Sites like FriendFeed don’t need to do this.  But RSSmeme and ReadBurner live and die by the counter.  RSSmeme currently canonicalizes URLs; it doesn’t look like ReadBurner is right now but maybe this post will enlighten them and anyone considering entering this area.

Congratulations on the launch ReadBurner!

Which is Faster? RSSmeme or Readburner?

Thursday, February 7th, 2008

Compare the current top story at RSSmeme and ReadBurner: J-Walking with Reader.  At the moment RSSmeme has 20 shares while ReadBurner has only 12.  I can’t say how fast ReadBurner is but I can go through 50 feeds per minute with my current script.  The feed with the oldest update time as of writing this post at 6:48pm is 5:46pm; so it currently takes me an hour to go through all 600 feeds.

When I first launched RSSmeme I went twice as fast; parsing 100 feeds every 5 minutes; but now I’ve toned it down to 50 feeds every 5 minutes to keep the load down on the server.  So if it takes me 1 minute to parse 50 feeds and I only parse every 5 minutes then that means 20% of the time my server is grabbing new data; I think that’s a happy medium.

Pages (without GET parameters like the search or pagination) are cached for 5 minutes.  If you want fresher data I could decrease the cache and parse more feeds at a time; just let me know!

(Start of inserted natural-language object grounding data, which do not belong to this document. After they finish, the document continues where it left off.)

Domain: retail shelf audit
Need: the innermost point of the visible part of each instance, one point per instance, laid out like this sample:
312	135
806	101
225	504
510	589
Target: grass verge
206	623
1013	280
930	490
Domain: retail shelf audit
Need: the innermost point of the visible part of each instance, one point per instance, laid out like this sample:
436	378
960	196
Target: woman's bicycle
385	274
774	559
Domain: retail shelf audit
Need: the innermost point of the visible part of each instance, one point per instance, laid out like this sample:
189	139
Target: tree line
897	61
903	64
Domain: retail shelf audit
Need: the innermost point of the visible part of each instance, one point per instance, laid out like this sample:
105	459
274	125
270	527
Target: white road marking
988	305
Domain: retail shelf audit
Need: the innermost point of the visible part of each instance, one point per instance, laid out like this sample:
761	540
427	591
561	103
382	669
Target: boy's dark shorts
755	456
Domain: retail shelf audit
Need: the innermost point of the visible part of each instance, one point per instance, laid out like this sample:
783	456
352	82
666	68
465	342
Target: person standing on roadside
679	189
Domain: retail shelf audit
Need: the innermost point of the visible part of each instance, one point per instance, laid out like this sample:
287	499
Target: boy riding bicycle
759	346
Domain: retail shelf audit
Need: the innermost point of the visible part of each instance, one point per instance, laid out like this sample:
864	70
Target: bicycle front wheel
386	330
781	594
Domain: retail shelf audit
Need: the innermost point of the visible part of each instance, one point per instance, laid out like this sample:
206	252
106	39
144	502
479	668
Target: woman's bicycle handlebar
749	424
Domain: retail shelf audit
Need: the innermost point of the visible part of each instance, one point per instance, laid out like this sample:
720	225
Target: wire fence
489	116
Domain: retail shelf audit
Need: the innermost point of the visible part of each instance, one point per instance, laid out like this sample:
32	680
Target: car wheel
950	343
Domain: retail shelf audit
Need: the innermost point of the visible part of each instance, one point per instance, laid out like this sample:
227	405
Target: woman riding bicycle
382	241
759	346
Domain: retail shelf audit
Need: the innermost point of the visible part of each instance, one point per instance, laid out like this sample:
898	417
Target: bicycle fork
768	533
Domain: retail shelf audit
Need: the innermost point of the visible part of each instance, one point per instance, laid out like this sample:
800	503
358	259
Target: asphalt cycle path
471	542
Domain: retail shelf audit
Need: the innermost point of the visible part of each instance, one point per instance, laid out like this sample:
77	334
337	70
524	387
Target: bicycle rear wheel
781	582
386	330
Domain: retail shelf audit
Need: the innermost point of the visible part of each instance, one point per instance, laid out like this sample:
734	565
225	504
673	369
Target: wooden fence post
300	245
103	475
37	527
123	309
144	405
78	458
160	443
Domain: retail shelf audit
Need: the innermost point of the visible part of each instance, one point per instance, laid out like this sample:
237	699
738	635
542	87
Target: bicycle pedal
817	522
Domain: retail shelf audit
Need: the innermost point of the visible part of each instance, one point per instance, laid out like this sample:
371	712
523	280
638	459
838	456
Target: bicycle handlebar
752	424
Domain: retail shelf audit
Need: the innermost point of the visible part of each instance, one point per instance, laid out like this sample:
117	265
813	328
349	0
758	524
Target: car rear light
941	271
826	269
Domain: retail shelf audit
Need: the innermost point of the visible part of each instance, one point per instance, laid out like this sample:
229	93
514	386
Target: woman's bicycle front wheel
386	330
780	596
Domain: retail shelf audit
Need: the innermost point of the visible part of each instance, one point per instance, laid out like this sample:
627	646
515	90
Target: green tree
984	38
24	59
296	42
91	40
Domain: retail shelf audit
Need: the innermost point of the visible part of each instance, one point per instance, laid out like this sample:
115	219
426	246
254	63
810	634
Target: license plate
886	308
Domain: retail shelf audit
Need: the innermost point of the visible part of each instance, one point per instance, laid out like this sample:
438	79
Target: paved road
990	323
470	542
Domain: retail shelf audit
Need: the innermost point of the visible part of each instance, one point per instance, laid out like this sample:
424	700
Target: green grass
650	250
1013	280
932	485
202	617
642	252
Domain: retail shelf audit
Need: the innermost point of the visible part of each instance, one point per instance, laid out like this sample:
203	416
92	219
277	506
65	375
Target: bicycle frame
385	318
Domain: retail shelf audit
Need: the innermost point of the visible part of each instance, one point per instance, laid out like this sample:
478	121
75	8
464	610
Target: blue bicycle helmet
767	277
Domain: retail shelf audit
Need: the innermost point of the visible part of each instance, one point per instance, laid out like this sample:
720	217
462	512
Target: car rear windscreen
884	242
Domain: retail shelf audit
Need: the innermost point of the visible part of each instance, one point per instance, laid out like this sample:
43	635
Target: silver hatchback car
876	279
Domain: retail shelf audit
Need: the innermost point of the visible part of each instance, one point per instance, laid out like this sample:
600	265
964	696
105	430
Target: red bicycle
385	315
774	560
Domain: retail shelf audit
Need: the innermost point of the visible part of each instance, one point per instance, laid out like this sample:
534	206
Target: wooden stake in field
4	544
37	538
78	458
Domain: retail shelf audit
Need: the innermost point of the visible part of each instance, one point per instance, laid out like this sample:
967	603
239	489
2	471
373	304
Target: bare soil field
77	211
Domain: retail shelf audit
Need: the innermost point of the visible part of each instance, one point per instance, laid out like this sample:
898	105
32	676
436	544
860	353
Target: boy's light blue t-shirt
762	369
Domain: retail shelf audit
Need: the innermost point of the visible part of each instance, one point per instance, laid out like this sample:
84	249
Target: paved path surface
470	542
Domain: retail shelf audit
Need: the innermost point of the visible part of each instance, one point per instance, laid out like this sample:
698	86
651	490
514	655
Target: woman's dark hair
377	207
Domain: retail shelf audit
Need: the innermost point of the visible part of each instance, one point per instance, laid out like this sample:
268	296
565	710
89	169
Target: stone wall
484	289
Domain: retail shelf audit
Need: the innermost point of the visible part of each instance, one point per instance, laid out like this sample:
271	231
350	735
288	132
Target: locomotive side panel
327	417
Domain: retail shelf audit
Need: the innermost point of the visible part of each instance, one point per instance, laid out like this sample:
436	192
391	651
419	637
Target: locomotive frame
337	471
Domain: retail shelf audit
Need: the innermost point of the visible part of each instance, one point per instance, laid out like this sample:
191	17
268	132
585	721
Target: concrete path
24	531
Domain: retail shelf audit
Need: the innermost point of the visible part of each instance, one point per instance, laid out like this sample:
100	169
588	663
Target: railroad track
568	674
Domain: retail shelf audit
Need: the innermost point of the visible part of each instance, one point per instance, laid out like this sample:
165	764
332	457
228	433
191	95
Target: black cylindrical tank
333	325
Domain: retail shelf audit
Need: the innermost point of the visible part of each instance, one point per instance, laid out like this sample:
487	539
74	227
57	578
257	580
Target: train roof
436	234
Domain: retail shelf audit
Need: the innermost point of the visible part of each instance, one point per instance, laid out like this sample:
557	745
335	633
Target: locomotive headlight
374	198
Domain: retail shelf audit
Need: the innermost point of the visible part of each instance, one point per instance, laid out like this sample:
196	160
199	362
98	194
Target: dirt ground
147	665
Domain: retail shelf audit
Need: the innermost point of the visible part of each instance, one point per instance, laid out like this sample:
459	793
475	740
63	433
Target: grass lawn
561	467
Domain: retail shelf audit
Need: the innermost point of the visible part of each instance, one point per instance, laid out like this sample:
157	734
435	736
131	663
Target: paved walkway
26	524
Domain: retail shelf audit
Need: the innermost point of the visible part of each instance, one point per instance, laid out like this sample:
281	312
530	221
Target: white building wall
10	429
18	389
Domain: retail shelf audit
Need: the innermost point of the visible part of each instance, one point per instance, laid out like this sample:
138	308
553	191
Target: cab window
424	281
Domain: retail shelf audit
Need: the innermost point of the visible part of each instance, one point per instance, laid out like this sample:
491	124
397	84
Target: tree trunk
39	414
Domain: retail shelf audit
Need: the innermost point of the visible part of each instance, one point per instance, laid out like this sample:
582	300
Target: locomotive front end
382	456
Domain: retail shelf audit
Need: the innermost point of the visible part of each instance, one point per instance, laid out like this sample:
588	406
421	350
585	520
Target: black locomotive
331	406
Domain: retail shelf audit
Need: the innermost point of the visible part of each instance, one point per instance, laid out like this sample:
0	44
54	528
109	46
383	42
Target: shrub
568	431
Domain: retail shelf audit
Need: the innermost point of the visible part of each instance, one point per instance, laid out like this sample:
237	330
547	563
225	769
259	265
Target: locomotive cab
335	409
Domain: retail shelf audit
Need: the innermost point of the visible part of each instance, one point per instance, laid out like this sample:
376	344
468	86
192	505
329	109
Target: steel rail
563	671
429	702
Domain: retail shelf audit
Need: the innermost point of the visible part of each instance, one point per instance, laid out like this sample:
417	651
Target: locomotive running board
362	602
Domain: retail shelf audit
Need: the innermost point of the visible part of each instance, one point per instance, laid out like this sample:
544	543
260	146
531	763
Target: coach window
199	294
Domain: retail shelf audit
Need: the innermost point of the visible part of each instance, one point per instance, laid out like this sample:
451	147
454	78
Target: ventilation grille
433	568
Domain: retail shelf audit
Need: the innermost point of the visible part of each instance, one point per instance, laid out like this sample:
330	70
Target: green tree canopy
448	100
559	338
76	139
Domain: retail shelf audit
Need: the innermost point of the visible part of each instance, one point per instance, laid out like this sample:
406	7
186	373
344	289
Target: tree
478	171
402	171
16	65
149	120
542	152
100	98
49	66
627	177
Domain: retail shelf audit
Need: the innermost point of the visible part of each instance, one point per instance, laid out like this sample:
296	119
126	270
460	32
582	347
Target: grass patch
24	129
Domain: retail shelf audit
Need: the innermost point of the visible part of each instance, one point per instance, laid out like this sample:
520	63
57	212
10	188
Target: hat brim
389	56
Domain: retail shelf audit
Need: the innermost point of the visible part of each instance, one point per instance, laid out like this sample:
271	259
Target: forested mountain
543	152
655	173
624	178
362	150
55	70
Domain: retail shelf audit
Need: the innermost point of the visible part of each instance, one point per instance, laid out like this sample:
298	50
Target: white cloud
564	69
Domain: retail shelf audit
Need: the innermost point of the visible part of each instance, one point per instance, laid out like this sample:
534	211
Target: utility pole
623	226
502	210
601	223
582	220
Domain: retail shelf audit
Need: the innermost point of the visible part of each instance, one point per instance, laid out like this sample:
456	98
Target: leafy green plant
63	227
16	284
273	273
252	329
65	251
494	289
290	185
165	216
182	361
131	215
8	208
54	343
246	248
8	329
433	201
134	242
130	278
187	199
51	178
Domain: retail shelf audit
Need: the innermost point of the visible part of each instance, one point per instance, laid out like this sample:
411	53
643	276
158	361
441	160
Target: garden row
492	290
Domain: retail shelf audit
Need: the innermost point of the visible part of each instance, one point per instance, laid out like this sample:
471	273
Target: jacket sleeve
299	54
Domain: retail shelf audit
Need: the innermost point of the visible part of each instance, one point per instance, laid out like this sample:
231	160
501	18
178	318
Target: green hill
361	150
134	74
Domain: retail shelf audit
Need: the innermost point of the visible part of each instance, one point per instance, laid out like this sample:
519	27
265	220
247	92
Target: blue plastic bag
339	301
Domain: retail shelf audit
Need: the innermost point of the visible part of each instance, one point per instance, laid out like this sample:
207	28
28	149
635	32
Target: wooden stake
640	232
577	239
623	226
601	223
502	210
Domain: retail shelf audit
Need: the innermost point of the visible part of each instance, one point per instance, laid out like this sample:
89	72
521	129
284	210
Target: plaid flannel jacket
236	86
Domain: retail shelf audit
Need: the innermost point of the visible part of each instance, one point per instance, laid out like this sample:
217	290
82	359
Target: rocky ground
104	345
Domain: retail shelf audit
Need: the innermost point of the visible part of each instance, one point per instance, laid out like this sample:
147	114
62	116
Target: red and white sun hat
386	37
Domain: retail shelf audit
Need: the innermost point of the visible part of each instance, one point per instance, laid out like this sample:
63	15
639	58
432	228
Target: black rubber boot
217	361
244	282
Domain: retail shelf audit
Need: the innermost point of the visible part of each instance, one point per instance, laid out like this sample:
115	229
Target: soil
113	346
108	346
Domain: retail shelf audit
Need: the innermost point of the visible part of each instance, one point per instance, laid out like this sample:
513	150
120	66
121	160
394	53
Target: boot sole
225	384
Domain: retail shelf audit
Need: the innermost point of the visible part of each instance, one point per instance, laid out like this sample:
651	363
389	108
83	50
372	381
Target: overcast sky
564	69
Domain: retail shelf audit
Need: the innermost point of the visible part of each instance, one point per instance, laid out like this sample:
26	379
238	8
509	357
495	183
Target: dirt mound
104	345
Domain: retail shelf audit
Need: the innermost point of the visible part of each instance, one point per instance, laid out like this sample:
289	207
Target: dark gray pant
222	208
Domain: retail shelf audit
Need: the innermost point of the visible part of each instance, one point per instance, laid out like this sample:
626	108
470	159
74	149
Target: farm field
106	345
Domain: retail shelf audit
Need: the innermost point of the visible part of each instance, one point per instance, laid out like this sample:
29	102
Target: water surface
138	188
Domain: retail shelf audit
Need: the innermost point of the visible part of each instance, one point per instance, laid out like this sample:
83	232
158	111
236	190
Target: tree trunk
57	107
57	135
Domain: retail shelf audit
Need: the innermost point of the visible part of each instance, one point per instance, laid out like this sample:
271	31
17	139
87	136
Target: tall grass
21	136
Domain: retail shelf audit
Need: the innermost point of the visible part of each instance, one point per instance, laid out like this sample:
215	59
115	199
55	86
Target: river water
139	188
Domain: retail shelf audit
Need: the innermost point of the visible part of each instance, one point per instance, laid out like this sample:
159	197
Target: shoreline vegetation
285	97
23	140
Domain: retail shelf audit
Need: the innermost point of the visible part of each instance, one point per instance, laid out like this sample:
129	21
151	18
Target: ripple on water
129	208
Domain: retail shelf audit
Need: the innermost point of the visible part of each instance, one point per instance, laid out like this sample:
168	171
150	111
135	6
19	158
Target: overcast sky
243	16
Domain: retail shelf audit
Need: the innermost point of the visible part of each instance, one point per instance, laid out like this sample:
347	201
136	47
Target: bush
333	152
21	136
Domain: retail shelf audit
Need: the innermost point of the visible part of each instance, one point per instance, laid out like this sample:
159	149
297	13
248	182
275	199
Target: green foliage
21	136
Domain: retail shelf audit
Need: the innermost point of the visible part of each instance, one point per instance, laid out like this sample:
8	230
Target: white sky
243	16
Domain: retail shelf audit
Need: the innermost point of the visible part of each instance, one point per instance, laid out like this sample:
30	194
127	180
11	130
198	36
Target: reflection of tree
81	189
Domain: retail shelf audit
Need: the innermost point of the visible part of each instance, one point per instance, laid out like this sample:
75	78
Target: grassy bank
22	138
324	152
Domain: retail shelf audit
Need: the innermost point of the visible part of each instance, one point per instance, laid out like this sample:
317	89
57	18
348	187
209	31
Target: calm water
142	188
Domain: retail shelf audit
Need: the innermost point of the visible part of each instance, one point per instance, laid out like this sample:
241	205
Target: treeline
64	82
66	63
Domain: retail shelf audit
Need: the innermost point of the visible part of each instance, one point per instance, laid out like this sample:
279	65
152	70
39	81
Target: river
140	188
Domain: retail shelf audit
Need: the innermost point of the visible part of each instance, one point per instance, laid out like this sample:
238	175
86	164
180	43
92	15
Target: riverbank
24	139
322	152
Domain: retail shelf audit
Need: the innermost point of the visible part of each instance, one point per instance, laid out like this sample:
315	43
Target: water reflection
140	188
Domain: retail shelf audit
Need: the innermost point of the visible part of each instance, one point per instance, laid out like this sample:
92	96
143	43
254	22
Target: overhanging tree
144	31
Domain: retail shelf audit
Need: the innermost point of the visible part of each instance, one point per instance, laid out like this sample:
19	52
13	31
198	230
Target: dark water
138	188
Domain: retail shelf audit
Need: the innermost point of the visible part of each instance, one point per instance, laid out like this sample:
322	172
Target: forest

RSSmeme – Now With Search Feeds

Wednesday, February 6th, 2008

Ask and ye shall receive.  David Rothman asked for search and RSS feeds for searches for ReadBurner; so I added them to RSSmeme.  Searches are basic: I split up your terms, search for them case insensitively in story titles, and “or” the results all together sorted by post date.  Your browser should auto-detect the feed for that search which will be formated in a url like this:

http://www.rssmeme.com/feeds/search/yahoo/google/microsoft/

Tada!

RSSmeme – Look out ReadBurner!

Wednesday, February 6th, 2008

Look out ReadBurner; RSSmeme is coming for you!  I registered rssmeme.com yesterday and launched the site today.  It was a test for me to see how good/fast of a Django developer I am.  It isn’t 100% done yet; but most of the functionality is there.

Why another one of these sites?  Because it was fun to make and competition is good.  I have things that ReadBurner doesn’t and ReadBurner has things that I don’t.  I think that eventually both of us will be better because of this.

How did I get so much data in less than 24 hours?  I got all the feeds by screen scraping ReadBurner (sorry if this offends you).  My update script parses through 50 feeds per minute; I’m not sure how fast ReadBurner is.

It isn’t the fastest site I’ve ever made; so please be gentle!  The caching is not so great yet.

If you have any requests please let me know.  I’ve kept things very simple so it’s easy for me to add new features at any time. I’m not sold on the color pallet yet either.